Still pulling my hair out! This is probably something people have experienced before... MySQL 4.1 only code is not an option for me unfortunantely.

Edit
A common strategy for applications built using MySQL 4.0 that needed to handle data in multi-byte character encodings (such as UTF-8) that were not supported natively was to simply store the data in VARCHAR fields (or TEXT, CHAR, etc). The application would either ignore the fact that MySQL would simply sort the data incorrectly for strings that weren't really in the character set that the server thought they were, or do the sorting in the application. That strategy worked fine, you just had to handle all of the encoding issues in your application, and you also lost the ability to take full advantage of MySQL's full-text searching.
Vrm. So why doesn't this particular character insert correctly?

Edit 2 - It just gets screwier and screwier. MySQL 4.0 can handle it fine without the _utf8, but MySQL 4.1 can't!

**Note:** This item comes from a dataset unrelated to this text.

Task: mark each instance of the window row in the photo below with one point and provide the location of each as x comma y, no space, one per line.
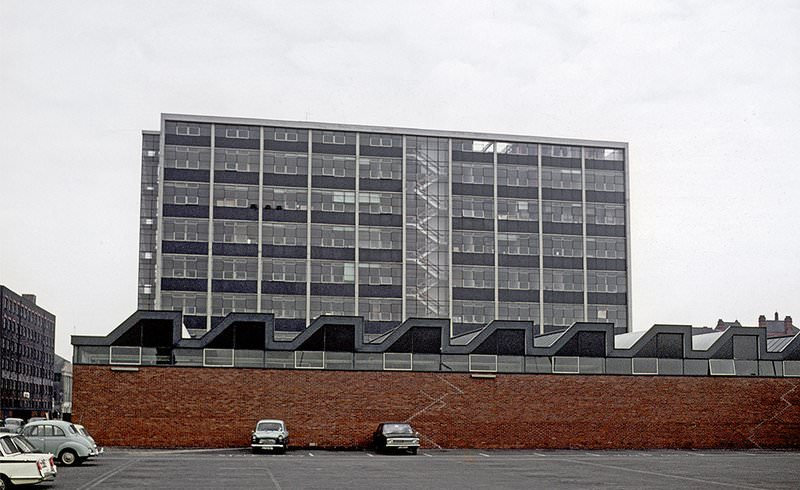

Edit 3 - And then magically, via PHPMyAdmin,

Code: Select all

INSERT `comments` (
`id` ,
`contents`
)
VALUES (
'100', '&#21326;'
)
works.

Edit 4 It appears PHP is opening a connection to MySQL via Latin1 while PHPMyAdmin is using Unicode. It is a ADOdb problem!

Posted: Fri Dec 09, 2005 11:53 am
by Ambush Commander
Fixed for 4.1

The problem was I was sending data over a latin1 wire when it actually was utf-8. Fixed by executing SET NAMES utf8 right after opening the connection (thus, the _utf8 solution did work, but this is a much stabler way of doing it). Still trying to find the MySQL 4.0 equivalent.

Posted: Fri Dec 09, 2005 12:24 pm
by Ambush Commander
Final Solution

A little known change of behavior that occurred when MySQL 4.0 went 4.1 was how MySQL handles characters that are not in the character set we are operating under.

In 4.0, MySQL was very, very tolerant and would let everything save murder get past it.

In 4.1, MySQL was a bit more strict. If you said the connection was latin1, and you sent Unicode data that had octets that weren't valid latin1, MySQL would translate them into ?, breaking the Unicode word.

The trick, then, is to change the charset to UTF-8 only when running MySQL 4.1, as this directive 1) doesn't exist and 2) isn't necessary in MySQL 4.0.

The PHP manual trumps the MySQL manual in this aspect: it tells you exactly what has changed exactly on that page, while MySQL you have to do some hunting around: changes aren't that obvious.